The UI can be started using

npm start

which starts a watch mode that automatically compiles and reloads the UI every time source files are changed. The UI is accessible at http://localhost:3000/.

You can also build the client manually by running

npm run build:client

The UI can also be built and served statically (see the dockerfile), keep in mind that the values of the port numbers will be hard coded in the generated files.

To build both the client and the server, just run

npm run build

Using MongoDB

As of boardgame.io v0.39.0, MongoDB is no longer supported as a database connector. There is currently no external library providing this functionality, however there is an implementation posted on github. This class implements the abstract functions in this base class.

MongoDB has also been removed as a dependency so must be installed by running

npm install mongodb

An equivalent to ModelFlatFile should also be implemented. This extends the FlatFile database connector to allow the model to be saved to the database. The functions this implements are setModel, which allows the model to be set, and fetch, which is also overwritten to allow the model to be read in addition to the other properties. The implementations of these for the FlatFile object are available in ModelFlatFile.ts

Once the database connector is fully implemented, it can be used instead of a FlatFile by changing the object used in config.ts. Just replace ModelFlatFile with the name of the mongoDB database connector.

TODO

Migrate to Typescript

Work on migrating to TypeScript has already started but is not complete yet.
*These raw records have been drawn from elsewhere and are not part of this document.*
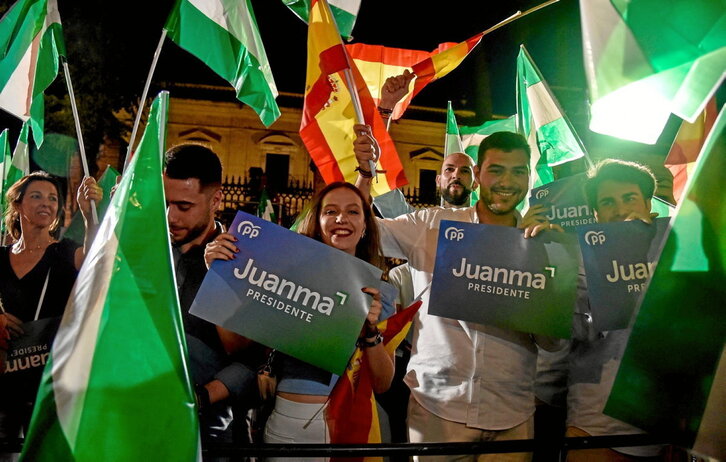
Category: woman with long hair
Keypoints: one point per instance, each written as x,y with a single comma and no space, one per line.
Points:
37,272
339,217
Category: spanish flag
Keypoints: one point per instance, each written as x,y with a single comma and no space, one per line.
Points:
351,413
681,159
329,113
377,63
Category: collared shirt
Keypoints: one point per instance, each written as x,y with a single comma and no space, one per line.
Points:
461,371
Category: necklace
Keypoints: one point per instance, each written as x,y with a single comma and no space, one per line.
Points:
42,245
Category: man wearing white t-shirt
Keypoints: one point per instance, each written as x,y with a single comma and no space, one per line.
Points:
469,382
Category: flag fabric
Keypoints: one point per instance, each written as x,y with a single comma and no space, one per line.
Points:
688,143
452,140
116,386
5,160
351,413
265,209
662,208
539,119
377,63
328,112
667,381
344,12
443,60
31,45
76,230
646,59
20,165
225,36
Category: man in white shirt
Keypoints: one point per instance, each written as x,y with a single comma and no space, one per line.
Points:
469,382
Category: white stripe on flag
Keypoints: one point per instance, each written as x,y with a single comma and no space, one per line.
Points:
541,106
235,17
17,94
75,343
Most of the server code and the code shared between client snd server has already been migrated but a lot of the client is still missing.
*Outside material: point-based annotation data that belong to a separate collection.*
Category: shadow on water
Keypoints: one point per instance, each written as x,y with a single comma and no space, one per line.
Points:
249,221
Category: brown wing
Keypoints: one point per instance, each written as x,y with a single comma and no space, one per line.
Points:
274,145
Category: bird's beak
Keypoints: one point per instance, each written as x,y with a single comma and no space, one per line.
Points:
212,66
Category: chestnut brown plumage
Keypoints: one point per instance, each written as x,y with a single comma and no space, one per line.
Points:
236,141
In order to migrate a component of the client to TypeScript, follow this pattern:

  • Change the file extension of the file to tsx
  • Create an interface for specifying the props of the component
  • Use that interface when declaring the component
  • Go through the rest of the file and fix any TypeScript or linter errors / warnings
  • Change the extension of any accompanying test files to tsx
  • Fix any potential errors in there

Among the files src/client/pages/*.tsx you will find different examples for how to set up TypeScript components.

Other TODOs

  • UI fixes (optimizations, smaller screens)
  • Optimize the card sprite sheet (can look at SVGs)
  • Improve test coverage, write tests for possible game states and moves
  • Refactor and have reusable components
  • Optimize component renders through shouldComponentUpdate
  • Write contributing guide

Credits

The card game Elevation of Privilege was originally invented by Adam Shostack at Microsoft and is licensed under CC BY 3.0. The EoP Whitepaper written by Adam can be downloaded which describes the motivation, experience and lessons learned in creating the game.
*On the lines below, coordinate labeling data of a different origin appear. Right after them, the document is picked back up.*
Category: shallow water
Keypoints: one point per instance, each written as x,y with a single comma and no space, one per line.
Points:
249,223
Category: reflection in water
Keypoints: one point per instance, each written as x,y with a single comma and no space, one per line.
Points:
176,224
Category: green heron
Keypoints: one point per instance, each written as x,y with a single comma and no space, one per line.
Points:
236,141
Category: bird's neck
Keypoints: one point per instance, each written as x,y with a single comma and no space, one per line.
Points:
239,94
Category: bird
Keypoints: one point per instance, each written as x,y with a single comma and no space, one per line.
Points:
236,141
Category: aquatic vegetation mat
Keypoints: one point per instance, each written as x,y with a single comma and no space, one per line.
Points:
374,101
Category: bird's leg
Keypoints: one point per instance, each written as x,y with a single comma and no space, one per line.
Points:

The card game Cornucopia was originally developed by the OWASP Foundation. In this application a slightly modified version of the original card game is used. This can be found in the subfolder cornucopiaCards/. As the original, the modified version is licensed under CC BY-SA 3.0.

The motivation for creating this online version of the game at Careem was due to a large number of teams working remotely across several geographies and we wanted to scale our method of teaching threat modeling to our engineering teams.

The game is built using boardgame.io, a framework for developing turn based games. The graphics, icons and card images used in this version were extracted from the original card game built by Microsoft.